Example of how taints and tolerations works:
kubectl taint nodes node1 key1=value1:NoSchedule
kubectl taint nodes node1 key1=value1:NoExecute
kubectl taint nodes node1 key2=value2:NoSchedule
----------
tolerations:
- key: "key1"
operator: "Equal"
value: "value1"
effect: "NoSchedule"
- key: "key1"
operator: "Equal"
value: "value1"
effect: "NoExecute"
- In this case, the pod will not be able to schedule onto the node, because there is no toleration matching the third taint.

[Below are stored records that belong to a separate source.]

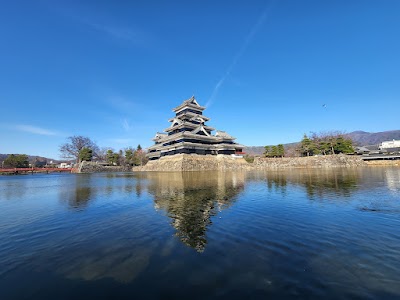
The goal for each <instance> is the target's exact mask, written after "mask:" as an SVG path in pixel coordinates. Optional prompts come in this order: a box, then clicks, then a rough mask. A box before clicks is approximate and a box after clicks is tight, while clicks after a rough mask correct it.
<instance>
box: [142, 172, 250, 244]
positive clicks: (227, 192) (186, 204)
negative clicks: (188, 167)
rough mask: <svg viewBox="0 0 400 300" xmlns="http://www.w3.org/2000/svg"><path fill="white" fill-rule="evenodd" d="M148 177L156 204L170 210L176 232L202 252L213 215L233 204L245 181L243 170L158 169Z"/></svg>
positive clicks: (183, 238) (178, 236)
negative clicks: (169, 172)
mask: <svg viewBox="0 0 400 300" xmlns="http://www.w3.org/2000/svg"><path fill="white" fill-rule="evenodd" d="M146 177H147V178H148V179H150V183H149V186H148V191H149V193H150V194H152V195H153V196H154V205H155V208H156V209H157V210H160V209H161V210H163V211H165V212H166V213H167V215H168V217H170V218H171V219H172V221H171V224H172V226H173V227H174V228H175V229H176V235H177V236H178V237H179V238H180V239H181V241H182V242H183V243H184V244H186V245H188V246H190V247H192V248H194V249H196V250H197V251H198V252H202V251H203V250H204V248H205V246H206V244H207V239H206V230H207V227H208V226H209V225H210V224H211V217H212V216H215V215H217V213H218V212H219V211H221V210H223V209H226V208H228V207H229V206H231V205H232V203H233V202H235V199H236V196H237V195H238V194H239V193H240V192H242V191H243V190H244V184H245V173H241V172H235V173H231V172H171V173H160V172H157V173H148V174H147V176H146Z"/></svg>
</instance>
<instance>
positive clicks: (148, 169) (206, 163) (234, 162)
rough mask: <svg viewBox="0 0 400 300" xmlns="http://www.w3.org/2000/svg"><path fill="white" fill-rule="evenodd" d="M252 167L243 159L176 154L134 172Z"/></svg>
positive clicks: (230, 157) (244, 167) (137, 169)
mask: <svg viewBox="0 0 400 300" xmlns="http://www.w3.org/2000/svg"><path fill="white" fill-rule="evenodd" d="M246 169H252V166H251V165H250V164H249V163H247V162H246V161H245V160H244V159H243V158H233V157H231V156H229V155H197V154H176V155H171V156H164V157H161V158H160V159H158V160H153V161H149V162H148V163H147V164H146V165H145V166H143V167H134V168H133V171H211V170H246Z"/></svg>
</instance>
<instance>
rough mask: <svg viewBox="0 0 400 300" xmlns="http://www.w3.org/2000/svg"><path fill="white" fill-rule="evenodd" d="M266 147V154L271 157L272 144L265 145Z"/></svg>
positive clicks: (264, 147) (265, 153)
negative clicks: (271, 146) (269, 155)
mask: <svg viewBox="0 0 400 300" xmlns="http://www.w3.org/2000/svg"><path fill="white" fill-rule="evenodd" d="M264 148H265V151H264V156H265V157H269V155H270V153H271V146H265V147H264Z"/></svg>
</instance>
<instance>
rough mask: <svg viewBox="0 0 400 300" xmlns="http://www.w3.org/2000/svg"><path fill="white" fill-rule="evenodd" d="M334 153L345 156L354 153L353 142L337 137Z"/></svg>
mask: <svg viewBox="0 0 400 300" xmlns="http://www.w3.org/2000/svg"><path fill="white" fill-rule="evenodd" d="M335 152H337V153H345V154H349V153H354V148H353V141H352V140H351V139H346V138H345V137H343V136H339V137H338V138H337V139H336V148H335Z"/></svg>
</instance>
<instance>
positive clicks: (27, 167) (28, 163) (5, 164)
mask: <svg viewBox="0 0 400 300" xmlns="http://www.w3.org/2000/svg"><path fill="white" fill-rule="evenodd" d="M1 167H2V168H28V167H29V160H28V155H26V154H10V155H9V156H7V158H6V159H5V160H4V161H3V162H2V166H1Z"/></svg>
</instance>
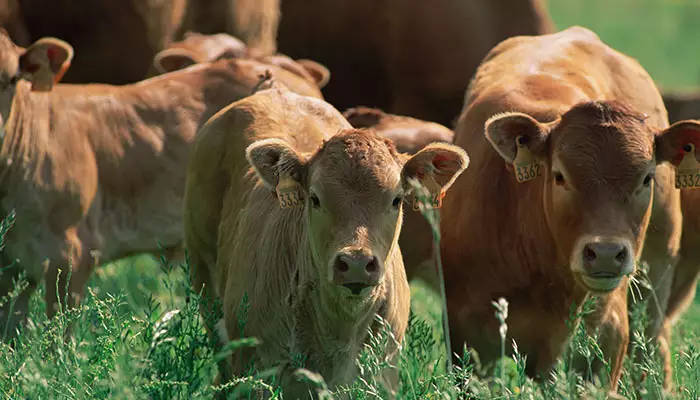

- But an existing pod will continue to run if it is already running on the node when the taint is added,
- This is because the third taint is the only one of the three that is not tolerated by the pod.
- Normally, if a taint with effect NoExecute is added to a node, then any pods that do not tolerate the taint will be evicted immediately,
- Pods that do tolerate the taint will never be evicted.
- However, a toleration with NoExecute effect can specify an optional tolerationSeconds field that dictates how long the pod will stay bound to the node after the taint is added.